Video serial kisah penyintas Covid-19 yang berhasil sembuh dengan segala perjuangan yang tidak mudah. Virus ini mengubah total cara pandang dan kehidupan mereka selamanya.
Oleh
KOMPAS
·3 menit baca
Safitri, menolak menyerah dengan keadaan. Ia berjuang keras mengeluarkan ibunya, Ken Subarliyah, yang terisolasi di ruang kontainer di sebuah rumah sakit di Jakarta. Sejak diindikasi terinfeksi virus SARS-CoV-2, ibunya harus menjalani isolasi sebagai pasien dalam pengawasan (PDP). Namun, beberapa rumah sakit saat itu masih gagap menghadapi pandemi. Belum lagi persoalan fasilitas. Tak semua rumah sakit memiliki ruang isolasi memadai bagi pasien penyakit menular seperti Covid-19.
Terasing di ruang isolasi bukan sebuah pilihan. Namun, protokol kesehatan mengharuskan pasien yang terindikasi Covid-19 ”diasingkan” agar tak menularkan kepada orang lain. Berhari-hari terasing di ruang isolasi, membuat Ken merasa terbuang. Kondisi mentalnya pun langsung menurun drastis.
Perjuangan Safitri mewakili sebagian besar dari perasaan kita. Sebuah ungkapan nyata cinta seorang anak untuk ibunya. Perjuangan untuk menumbuhkan harapan, mengembalikan kehidupan. Kesabaran dan ketulusanlah yang menjadi kunci keberhasilan Safitri melewati ”drama” pandemi yang pertama kalinya ia alami.
Safitri bukan satu-satunya yang mengalami ”drama” pandemi. Penyintas Covid-19 asal Makassar, Sulawesi Selatan, Chika Mailoa, menghadapi persoalan yang tak jauh berbeda. Dua kali positif Covid-19, bukan persoalan mudah bagi ibu dua anak ini. Hasil tes usap (swab), Chika dan ibunya positif Covid-19 dan harus menjalani isolasi di rumah sakit.
Tidak ada pilihan lain baginya selain menguatkan diri. Turbulensi batin ini dengan sadar Ia pahami. Chika tidak saja berjuang untuk sembuh, ia harus menyelamatkan mental kedua orangtuanya yang mulai menurun.
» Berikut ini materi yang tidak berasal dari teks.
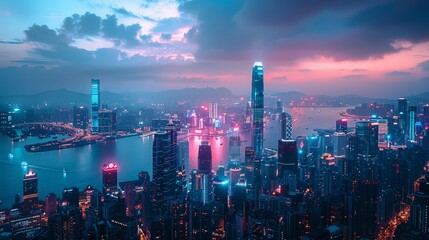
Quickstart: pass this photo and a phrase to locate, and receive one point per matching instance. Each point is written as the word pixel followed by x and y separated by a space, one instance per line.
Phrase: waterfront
pixel 134 154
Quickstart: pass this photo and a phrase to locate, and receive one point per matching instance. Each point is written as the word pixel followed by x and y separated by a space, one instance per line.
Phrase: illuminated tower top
pixel 110 176
pixel 31 188
pixel 95 104
pixel 258 108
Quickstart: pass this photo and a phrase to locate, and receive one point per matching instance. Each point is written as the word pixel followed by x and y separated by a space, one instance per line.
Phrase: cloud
pixel 287 31
pixel 171 24
pixel 354 76
pixel 398 74
pixel 424 65
pixel 11 42
pixel 120 33
pixel 166 36
pixel 43 34
pixel 124 12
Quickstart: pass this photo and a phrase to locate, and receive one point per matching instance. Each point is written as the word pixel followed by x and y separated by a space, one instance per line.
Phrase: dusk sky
pixel 369 48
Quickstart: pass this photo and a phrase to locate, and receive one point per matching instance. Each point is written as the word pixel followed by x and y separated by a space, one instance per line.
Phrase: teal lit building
pixel 95 104
pixel 258 108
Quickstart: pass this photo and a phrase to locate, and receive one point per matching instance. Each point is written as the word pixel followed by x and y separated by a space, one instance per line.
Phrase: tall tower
pixel 110 177
pixel 31 187
pixel 95 104
pixel 258 108
pixel 213 115
pixel 412 122
pixel 286 126
pixel 205 158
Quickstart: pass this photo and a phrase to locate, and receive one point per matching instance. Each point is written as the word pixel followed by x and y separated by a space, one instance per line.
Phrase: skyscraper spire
pixel 258 108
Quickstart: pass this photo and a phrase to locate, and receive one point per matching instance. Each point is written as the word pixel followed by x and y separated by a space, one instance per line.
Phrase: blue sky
pixel 336 47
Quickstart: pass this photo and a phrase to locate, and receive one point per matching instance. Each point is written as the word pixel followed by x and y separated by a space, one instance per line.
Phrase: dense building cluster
pixel 350 182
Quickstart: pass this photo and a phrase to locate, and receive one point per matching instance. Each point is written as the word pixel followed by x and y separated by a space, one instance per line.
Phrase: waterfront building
pixel 286 126
pixel 110 177
pixel 258 108
pixel 80 117
pixel 95 105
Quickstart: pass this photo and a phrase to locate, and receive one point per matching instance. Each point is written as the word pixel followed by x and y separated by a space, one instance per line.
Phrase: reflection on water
pixel 133 155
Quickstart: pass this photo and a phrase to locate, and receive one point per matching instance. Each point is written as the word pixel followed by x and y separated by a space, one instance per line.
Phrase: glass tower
pixel 95 104
pixel 258 108
pixel 286 124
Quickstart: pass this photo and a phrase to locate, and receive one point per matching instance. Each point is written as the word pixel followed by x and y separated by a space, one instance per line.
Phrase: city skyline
pixel 327 49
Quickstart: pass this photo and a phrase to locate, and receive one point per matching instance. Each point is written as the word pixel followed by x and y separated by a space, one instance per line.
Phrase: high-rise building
pixel 279 106
pixel 164 171
pixel 412 112
pixel 340 143
pixel 258 108
pixel 31 187
pixel 287 157
pixel 213 112
pixel 71 196
pixel 110 177
pixel 286 121
pixel 67 223
pixel 341 125
pixel 95 104
pixel 80 117
pixel 367 139
pixel 204 158
pixel 107 122
pixel 5 120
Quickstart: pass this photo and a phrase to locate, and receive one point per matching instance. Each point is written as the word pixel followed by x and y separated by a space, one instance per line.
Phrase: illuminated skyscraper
pixel 110 177
pixel 204 158
pixel 412 123
pixel 31 187
pixel 213 111
pixel 286 126
pixel 258 108
pixel 341 125
pixel 367 139
pixel 288 157
pixel 95 104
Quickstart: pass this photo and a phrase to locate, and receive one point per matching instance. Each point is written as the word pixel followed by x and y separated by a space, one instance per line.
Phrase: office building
pixel 341 125
pixel 286 126
pixel 412 113
pixel 31 187
pixel 107 122
pixel 367 139
pixel 110 177
pixel 213 113
pixel 95 105
pixel 205 158
pixel 258 108
pixel 287 158
pixel 80 117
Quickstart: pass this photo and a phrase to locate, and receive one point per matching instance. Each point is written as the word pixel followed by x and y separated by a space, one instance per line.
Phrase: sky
pixel 374 48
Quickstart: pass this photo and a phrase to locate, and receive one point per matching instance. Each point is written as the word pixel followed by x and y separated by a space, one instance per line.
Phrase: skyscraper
pixel 204 158
pixel 288 157
pixel 341 125
pixel 412 123
pixel 110 177
pixel 80 117
pixel 286 126
pixel 95 104
pixel 367 139
pixel 258 108
pixel 213 112
pixel 31 187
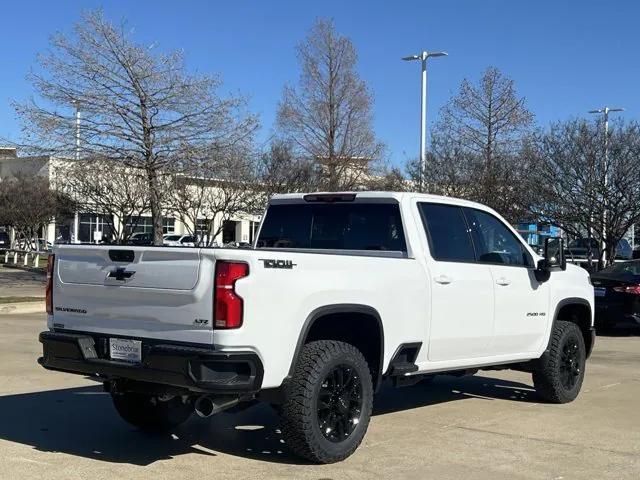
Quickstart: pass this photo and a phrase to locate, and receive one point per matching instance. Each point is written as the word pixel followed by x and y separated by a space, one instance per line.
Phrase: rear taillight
pixel 632 289
pixel 227 304
pixel 49 289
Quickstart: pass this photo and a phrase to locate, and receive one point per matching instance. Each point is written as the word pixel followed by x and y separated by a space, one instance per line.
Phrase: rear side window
pixel 336 226
pixel 447 232
pixel 494 242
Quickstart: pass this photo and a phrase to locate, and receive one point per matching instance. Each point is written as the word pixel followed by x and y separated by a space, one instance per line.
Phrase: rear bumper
pixel 197 369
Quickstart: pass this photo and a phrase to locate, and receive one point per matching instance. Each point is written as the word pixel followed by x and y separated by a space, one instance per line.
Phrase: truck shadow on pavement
pixel 82 422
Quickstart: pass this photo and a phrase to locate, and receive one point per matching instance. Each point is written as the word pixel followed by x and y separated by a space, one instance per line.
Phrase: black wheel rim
pixel 570 367
pixel 339 403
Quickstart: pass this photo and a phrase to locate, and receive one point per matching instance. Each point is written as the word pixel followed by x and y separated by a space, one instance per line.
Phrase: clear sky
pixel 566 57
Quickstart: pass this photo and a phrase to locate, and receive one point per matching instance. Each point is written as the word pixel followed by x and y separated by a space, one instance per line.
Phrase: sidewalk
pixel 21 291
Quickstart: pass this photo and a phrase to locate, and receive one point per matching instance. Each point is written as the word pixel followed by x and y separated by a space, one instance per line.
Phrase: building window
pixel 228 231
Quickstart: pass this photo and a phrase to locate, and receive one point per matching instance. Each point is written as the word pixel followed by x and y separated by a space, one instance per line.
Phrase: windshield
pixel 629 268
pixel 336 226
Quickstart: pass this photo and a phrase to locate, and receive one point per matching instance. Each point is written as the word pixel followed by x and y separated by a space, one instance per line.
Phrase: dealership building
pixel 89 226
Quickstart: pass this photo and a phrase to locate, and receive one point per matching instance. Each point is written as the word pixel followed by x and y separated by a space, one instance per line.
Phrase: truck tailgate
pixel 149 292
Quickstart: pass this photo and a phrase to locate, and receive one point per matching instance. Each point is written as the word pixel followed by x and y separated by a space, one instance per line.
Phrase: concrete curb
pixel 22 307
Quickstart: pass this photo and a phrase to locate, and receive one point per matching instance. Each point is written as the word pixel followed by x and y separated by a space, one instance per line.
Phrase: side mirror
pixel 554 258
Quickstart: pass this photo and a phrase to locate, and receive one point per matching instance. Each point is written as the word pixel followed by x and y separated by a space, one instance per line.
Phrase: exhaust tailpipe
pixel 205 406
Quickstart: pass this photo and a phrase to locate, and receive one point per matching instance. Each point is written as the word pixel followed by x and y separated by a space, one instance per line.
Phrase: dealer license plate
pixel 125 350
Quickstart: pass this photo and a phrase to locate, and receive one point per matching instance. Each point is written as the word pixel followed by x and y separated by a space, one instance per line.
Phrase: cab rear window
pixel 336 226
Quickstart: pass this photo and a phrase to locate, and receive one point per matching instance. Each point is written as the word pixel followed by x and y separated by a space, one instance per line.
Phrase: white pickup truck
pixel 340 292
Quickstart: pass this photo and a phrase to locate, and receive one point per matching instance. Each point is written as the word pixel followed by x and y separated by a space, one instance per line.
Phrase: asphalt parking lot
pixel 59 426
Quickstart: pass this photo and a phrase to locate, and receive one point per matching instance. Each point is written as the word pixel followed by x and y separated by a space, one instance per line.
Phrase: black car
pixel 617 294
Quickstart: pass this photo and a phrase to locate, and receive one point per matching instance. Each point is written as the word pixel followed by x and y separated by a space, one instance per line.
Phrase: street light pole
pixel 423 107
pixel 605 113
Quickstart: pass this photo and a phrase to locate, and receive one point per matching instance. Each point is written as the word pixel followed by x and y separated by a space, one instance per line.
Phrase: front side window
pixel 339 226
pixel 447 232
pixel 493 241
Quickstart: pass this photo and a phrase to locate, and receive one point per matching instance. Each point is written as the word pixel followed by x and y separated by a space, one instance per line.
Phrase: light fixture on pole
pixel 423 108
pixel 605 111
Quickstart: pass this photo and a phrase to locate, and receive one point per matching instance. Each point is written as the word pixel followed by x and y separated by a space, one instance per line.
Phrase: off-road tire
pixel 550 370
pixel 149 413
pixel 300 414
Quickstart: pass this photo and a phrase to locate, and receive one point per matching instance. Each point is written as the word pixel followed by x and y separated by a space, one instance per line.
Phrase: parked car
pixel 174 240
pixel 5 241
pixel 141 239
pixel 237 245
pixel 580 248
pixel 617 294
pixel 347 290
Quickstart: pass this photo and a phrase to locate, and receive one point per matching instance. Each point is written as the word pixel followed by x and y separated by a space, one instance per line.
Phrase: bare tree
pixel 280 170
pixel 119 193
pixel 388 180
pixel 571 164
pixel 477 145
pixel 27 204
pixel 139 106
pixel 214 190
pixel 328 116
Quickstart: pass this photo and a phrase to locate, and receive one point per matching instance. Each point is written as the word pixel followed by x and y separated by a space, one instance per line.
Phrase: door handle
pixel 443 279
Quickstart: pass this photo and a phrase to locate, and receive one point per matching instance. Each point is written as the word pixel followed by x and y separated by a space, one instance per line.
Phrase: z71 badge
pixel 272 263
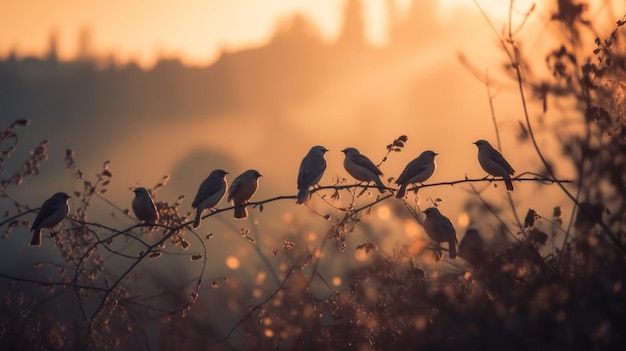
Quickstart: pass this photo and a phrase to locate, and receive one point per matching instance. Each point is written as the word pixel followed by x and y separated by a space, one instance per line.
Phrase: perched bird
pixel 210 193
pixel 51 213
pixel 471 247
pixel 242 189
pixel 144 207
pixel 311 171
pixel 361 168
pixel 494 163
pixel 440 229
pixel 417 171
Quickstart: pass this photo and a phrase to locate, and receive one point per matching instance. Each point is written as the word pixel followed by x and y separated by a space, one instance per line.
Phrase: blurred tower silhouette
pixel 352 35
pixel 84 44
pixel 53 43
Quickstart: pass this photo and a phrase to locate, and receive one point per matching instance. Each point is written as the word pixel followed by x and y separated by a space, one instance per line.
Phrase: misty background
pixel 263 107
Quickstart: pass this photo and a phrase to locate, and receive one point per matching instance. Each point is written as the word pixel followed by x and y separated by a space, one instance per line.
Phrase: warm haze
pixel 195 31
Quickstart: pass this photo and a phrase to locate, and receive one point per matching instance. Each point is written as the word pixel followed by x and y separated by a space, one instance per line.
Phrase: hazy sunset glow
pixel 196 31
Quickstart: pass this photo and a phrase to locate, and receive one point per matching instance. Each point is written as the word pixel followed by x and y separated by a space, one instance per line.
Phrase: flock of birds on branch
pixel 212 190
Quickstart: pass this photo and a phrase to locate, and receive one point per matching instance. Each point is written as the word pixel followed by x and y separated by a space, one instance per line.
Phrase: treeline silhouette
pixel 521 287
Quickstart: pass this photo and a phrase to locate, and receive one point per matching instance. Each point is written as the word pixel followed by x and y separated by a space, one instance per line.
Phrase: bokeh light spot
pixel 232 262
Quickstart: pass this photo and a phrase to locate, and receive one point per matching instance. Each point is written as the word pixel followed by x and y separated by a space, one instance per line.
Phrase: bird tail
pixel 401 192
pixel 196 221
pixel 452 249
pixel 508 183
pixel 241 211
pixel 380 185
pixel 36 240
pixel 303 195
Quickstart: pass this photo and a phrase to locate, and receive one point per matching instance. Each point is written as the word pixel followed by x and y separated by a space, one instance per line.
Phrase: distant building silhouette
pixel 53 42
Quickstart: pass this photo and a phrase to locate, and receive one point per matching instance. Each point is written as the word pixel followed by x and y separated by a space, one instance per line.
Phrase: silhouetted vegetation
pixel 518 288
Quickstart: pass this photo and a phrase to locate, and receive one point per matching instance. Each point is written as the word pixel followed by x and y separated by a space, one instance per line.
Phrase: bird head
pixel 350 150
pixel 319 149
pixel 480 143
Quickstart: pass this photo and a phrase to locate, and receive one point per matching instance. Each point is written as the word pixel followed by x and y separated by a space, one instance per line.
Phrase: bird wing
pixel 497 157
pixel 310 170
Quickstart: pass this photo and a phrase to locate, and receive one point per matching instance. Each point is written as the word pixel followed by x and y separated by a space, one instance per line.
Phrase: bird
pixel 312 169
pixel 51 213
pixel 417 171
pixel 440 229
pixel 144 207
pixel 210 193
pixel 242 189
pixel 361 168
pixel 494 163
pixel 471 247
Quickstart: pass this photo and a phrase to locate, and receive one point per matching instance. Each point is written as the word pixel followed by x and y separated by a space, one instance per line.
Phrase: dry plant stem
pixel 488 207
pixel 257 307
pixel 256 248
pixel 516 63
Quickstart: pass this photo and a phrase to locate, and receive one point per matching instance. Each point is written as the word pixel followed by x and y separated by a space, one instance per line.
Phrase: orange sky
pixel 195 30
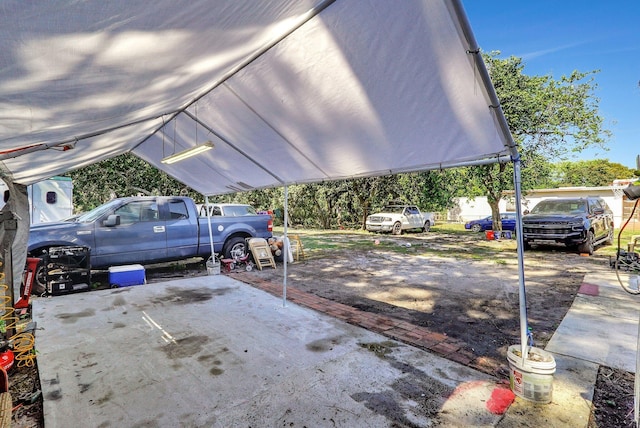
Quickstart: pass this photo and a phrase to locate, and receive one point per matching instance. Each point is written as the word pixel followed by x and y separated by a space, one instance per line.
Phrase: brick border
pixel 400 330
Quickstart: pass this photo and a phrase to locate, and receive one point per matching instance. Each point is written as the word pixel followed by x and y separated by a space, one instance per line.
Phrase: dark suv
pixel 576 222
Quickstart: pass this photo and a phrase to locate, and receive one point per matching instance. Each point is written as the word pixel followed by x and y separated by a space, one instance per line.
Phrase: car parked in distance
pixel 580 223
pixel 508 223
pixel 398 217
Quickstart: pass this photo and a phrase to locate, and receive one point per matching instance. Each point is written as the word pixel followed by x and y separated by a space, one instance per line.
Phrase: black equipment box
pixel 68 269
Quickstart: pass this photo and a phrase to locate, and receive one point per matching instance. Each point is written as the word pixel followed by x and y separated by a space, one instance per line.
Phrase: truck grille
pixel 556 229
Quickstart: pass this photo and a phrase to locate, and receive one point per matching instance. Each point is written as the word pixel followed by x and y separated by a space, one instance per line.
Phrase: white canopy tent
pixel 288 91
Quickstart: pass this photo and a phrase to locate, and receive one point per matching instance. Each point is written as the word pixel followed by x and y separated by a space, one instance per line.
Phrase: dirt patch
pixel 434 280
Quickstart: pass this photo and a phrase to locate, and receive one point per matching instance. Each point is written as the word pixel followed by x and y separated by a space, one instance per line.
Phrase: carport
pixel 282 93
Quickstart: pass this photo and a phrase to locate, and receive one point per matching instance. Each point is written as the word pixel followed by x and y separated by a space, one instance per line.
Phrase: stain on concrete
pixel 54 395
pixel 324 345
pixel 55 381
pixel 119 301
pixel 412 399
pixel 216 371
pixel 186 296
pixel 72 317
pixel 381 349
pixel 185 347
pixel 104 399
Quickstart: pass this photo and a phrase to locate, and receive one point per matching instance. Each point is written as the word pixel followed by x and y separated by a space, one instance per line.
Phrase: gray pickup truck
pixel 144 230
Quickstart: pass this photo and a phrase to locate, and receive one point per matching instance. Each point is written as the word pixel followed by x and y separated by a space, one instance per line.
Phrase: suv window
pixel 178 210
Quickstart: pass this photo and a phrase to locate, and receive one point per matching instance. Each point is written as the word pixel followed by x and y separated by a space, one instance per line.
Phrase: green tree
pixel 590 173
pixel 124 175
pixel 549 119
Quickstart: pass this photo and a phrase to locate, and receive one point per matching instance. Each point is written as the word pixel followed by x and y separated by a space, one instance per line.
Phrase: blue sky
pixel 559 36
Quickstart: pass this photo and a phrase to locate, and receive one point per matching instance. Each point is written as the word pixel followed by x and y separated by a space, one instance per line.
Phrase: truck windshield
pixel 393 209
pixel 96 213
pixel 560 207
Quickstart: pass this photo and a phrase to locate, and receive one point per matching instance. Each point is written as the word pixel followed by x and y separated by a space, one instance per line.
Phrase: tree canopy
pixel 549 120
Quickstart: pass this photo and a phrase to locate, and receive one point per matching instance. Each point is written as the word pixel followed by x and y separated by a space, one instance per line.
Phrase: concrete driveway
pixel 214 352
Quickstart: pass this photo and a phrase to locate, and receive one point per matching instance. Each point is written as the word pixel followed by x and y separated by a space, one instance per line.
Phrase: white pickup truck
pixel 397 218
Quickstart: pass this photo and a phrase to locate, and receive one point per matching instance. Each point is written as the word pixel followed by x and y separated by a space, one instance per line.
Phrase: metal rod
pixel 517 183
pixel 285 247
pixel 206 202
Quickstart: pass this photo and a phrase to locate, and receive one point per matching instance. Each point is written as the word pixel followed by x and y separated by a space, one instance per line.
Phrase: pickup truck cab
pixel 144 230
pixel 398 218
pixel 582 223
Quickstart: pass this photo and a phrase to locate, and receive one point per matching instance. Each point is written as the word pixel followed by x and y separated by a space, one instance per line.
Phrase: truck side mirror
pixel 112 220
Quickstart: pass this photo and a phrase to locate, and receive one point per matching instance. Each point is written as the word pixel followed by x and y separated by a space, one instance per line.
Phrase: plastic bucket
pixel 213 266
pixel 531 379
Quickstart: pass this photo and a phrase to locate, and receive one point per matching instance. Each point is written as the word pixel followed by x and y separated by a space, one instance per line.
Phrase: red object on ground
pixel 501 399
pixel 6 359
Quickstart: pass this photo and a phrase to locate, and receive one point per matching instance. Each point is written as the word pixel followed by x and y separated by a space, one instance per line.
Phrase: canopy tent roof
pixel 288 91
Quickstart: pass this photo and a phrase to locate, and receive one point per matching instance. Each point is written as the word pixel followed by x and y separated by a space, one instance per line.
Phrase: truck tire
pixel 587 245
pixel 235 248
pixel 397 228
pixel 609 239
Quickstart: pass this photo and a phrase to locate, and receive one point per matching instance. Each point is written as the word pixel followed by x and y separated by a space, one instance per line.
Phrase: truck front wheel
pixel 40 280
pixel 235 248
pixel 397 228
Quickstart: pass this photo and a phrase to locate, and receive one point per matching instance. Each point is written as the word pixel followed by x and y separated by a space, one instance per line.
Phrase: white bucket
pixel 213 266
pixel 531 379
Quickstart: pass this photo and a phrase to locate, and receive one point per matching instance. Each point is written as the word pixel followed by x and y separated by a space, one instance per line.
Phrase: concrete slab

Belum lagi ia harus mengelola perasaan dan pikiran bagi dua buah hatinya yang telah lama tersekat jarak.
Beruntunglah, situasi sulit itu tidak menjadi mimpi buruk bagi Chika. Justru sebaliknya, dukungan dari lingkungan sosial berdatangan tanpa dikira. Uluran tangan, doa dan pesan-pesan yang menguatkan, kerap diterimanya sebagai obat penyemangat yang jauh lebih ampuh dari suntikan vaksin.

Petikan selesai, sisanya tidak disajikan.